To further assess which method generates the more exciting stimuli for each cell, we conducted in silico experiments using a held-out L2+L1 model trained by full data as a digital testbed. We used a CNN model with regularization instead of other models as previous studies have demonstrated its feasibility on yielding cells’ preferred stimuli [20–23]. We fed the MEIs generated by other models to the testbed and compared the neural activity. Specifically, we tested the model using variational inference and the one using L2 and L1 regularization with 40% and 100% of training data.
We found that these learned filters resembled neural features in the early visual system [1, 3] and localized more in the visual field with more training data (Fig 6c and 6f; S8 Fig). Like for the first dataset (Fig 3a), MEI_std was not uniform across visual space, e.g., some presented Gaussian or bar shapes. Additionally, we examined whether the posterior of each pixel differs significantly from zero for the 100 sampled MEIs and found that the significance map may indicate zero-crossings in visual representations. For an example neuron, we measured the responses for all the 506 MEIs yielded from five variational models, and observed that these stimuli drove this neuron with quite different activity, with the maximum response larger than the maximum one yielded (from 6 MEIs) by the traditional models (Fig 6d and 6g). With more training data, the activation distribution shifted towards higher mean with smaller variance. Additionally, we compared the activation on individual neurons for two methods (Fig 6e and 6h), and observed that the Bayesian approach yielded significantly higher responses for the condition using 40% (p = 0.0473, two-sided permutation test with n = 10,000 repeats) of training data and comparable responses for the condition using full data (p = 0.2114).

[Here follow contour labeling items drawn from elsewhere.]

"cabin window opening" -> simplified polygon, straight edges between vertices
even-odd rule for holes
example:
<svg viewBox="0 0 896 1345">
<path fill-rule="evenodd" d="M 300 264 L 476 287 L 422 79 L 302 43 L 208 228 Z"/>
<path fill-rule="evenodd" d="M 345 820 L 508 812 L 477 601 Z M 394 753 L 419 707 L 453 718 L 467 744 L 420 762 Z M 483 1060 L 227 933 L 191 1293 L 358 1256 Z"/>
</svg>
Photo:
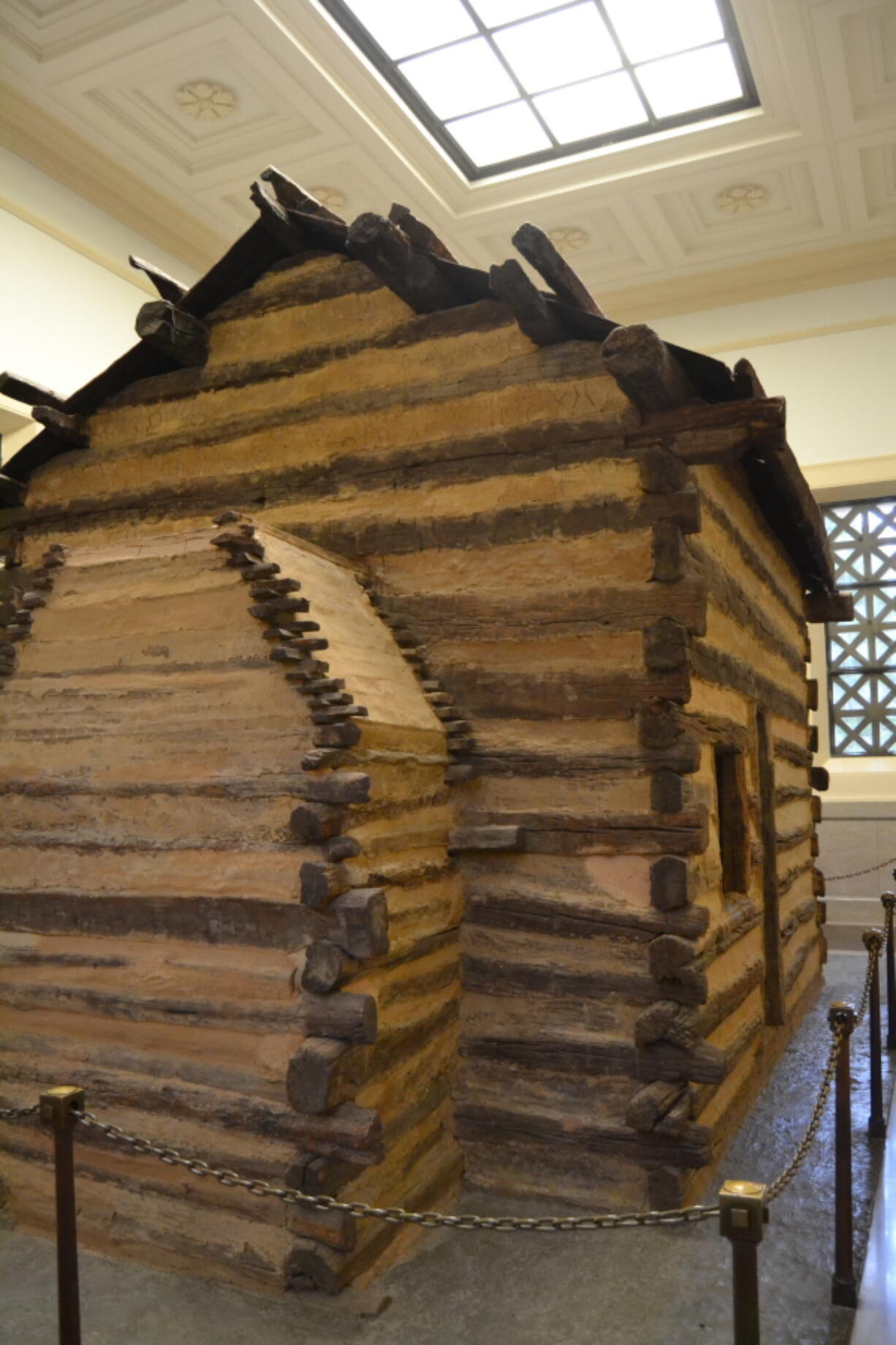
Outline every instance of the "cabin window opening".
<svg viewBox="0 0 896 1345">
<path fill-rule="evenodd" d="M 748 837 L 744 757 L 733 748 L 716 748 L 716 816 L 722 892 L 745 892 Z"/>
<path fill-rule="evenodd" d="M 852 621 L 827 625 L 831 756 L 896 756 L 896 499 L 822 510 Z"/>
</svg>

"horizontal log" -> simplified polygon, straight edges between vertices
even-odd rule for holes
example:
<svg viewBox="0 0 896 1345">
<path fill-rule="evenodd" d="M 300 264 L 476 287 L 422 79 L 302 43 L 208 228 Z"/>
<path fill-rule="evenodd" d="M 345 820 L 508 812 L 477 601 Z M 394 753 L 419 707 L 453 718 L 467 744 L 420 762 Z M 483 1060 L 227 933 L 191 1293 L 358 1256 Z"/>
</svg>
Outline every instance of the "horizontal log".
<svg viewBox="0 0 896 1345">
<path fill-rule="evenodd" d="M 348 226 L 347 249 L 350 257 L 363 261 L 416 313 L 453 308 L 463 301 L 432 254 L 413 247 L 406 234 L 382 215 L 359 215 Z"/>
<path fill-rule="evenodd" d="M 451 833 L 448 853 L 460 854 L 464 850 L 522 850 L 523 837 L 519 826 L 467 826 Z"/>
<path fill-rule="evenodd" d="M 402 206 L 397 200 L 393 202 L 389 211 L 389 222 L 397 225 L 412 246 L 418 247 L 421 252 L 429 252 L 433 257 L 441 257 L 444 261 L 457 260 L 429 225 L 424 225 L 422 221 L 417 219 L 408 206 Z"/>
<path fill-rule="evenodd" d="M 327 915 L 336 921 L 330 937 L 352 958 L 382 958 L 389 952 L 389 912 L 382 888 L 352 888 L 331 901 Z"/>
<path fill-rule="evenodd" d="M 807 621 L 853 621 L 856 619 L 852 593 L 805 593 L 803 611 Z"/>
<path fill-rule="evenodd" d="M 209 358 L 206 324 L 164 299 L 144 304 L 135 328 L 140 340 L 178 364 L 203 364 Z"/>
<path fill-rule="evenodd" d="M 327 803 L 300 803 L 289 814 L 289 831 L 296 841 L 326 841 L 342 827 L 344 812 Z"/>
<path fill-rule="evenodd" d="M 331 995 L 303 990 L 296 1002 L 296 1021 L 309 1037 L 371 1042 L 377 1040 L 377 1001 L 348 990 Z"/>
<path fill-rule="evenodd" d="M 354 725 L 344 725 L 354 728 Z M 370 776 L 361 771 L 331 771 L 327 775 L 305 775 L 297 794 L 315 803 L 367 803 L 370 800 Z"/>
<path fill-rule="evenodd" d="M 632 1130 L 652 1130 L 673 1107 L 687 1099 L 687 1085 L 678 1080 L 657 1079 L 646 1084 L 626 1106 L 626 1124 Z"/>
<path fill-rule="evenodd" d="M 513 258 L 492 266 L 488 285 L 495 296 L 511 309 L 521 332 L 535 346 L 556 346 L 570 339 L 562 321 L 549 307 L 545 296 L 533 285 L 518 261 Z"/>
<path fill-rule="evenodd" d="M 55 406 L 32 406 L 31 414 L 69 448 L 90 448 L 90 434 L 83 416 L 71 416 Z"/>
<path fill-rule="evenodd" d="M 521 225 L 513 234 L 511 242 L 564 304 L 572 304 L 597 317 L 607 316 L 544 229 L 538 229 L 537 225 Z"/>
<path fill-rule="evenodd" d="M 344 1061 L 355 1046 L 327 1037 L 308 1037 L 292 1056 L 287 1069 L 287 1098 L 296 1111 L 320 1115 L 331 1111 L 350 1098 L 351 1083 L 347 1083 L 339 1063 Z"/>
<path fill-rule="evenodd" d="M 342 948 L 330 939 L 318 939 L 305 948 L 305 960 L 301 968 L 300 985 L 303 990 L 311 990 L 316 995 L 327 995 L 335 990 L 347 962 Z"/>
<path fill-rule="evenodd" d="M 52 393 L 42 383 L 35 383 L 32 379 L 8 370 L 0 374 L 0 393 L 13 402 L 23 402 L 26 406 L 54 406 L 57 410 L 62 410 L 66 404 L 65 397 L 61 397 L 59 393 Z"/>
<path fill-rule="evenodd" d="M 141 270 L 147 280 L 152 281 L 160 299 L 167 299 L 168 303 L 178 304 L 187 293 L 186 285 L 182 285 L 174 276 L 168 276 L 167 272 L 160 270 L 159 266 L 153 266 L 152 262 L 144 261 L 143 257 L 135 257 L 130 253 L 128 261 L 135 270 Z"/>
<path fill-rule="evenodd" d="M 690 379 L 652 328 L 615 327 L 603 344 L 604 366 L 642 412 L 666 412 L 698 401 Z"/>
<path fill-rule="evenodd" d="M 350 886 L 351 878 L 338 865 L 308 859 L 299 870 L 299 896 L 305 907 L 322 909 Z"/>
</svg>

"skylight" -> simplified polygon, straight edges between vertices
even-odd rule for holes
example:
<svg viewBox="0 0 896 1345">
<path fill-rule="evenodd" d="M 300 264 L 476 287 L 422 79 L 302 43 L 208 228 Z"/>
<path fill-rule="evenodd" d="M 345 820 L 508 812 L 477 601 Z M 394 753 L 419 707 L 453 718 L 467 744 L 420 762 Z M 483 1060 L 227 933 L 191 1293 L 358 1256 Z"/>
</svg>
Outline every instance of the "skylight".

In summary, our variational model allowed statistical test for the derived response functions and yielded the stimuli driving neurons better than traditional methods in the limited data regime, suggesting that weight uncertainty benefits the learning of neural representations.
Discussion
We presented a Bayesian approach for identification of neural properties by incorporating model uncertainty through learning the distribution of model weights, aiming to estimate neural features with credible intervals. Our empirical results on different datasets show that the variational method had higher or comparable predictive performance, especially in the limited data regime, compared to methods using dropout or traditional methods learning point estimates of model parameters. Moreover, by sampling from posterior distribution of model weights, our approach enabled to provide credible intervals and test statistics for the learned MEIs, avoiding the idiosyncrasy of a single model. Finally, in silico experiments show that the variational model yielded the MEIs driving neurons with higher activity compared to the traditional model when limited data were used for training. This suggests that model uncertainty contributes to learning neural transfer functions with a high data efficiency.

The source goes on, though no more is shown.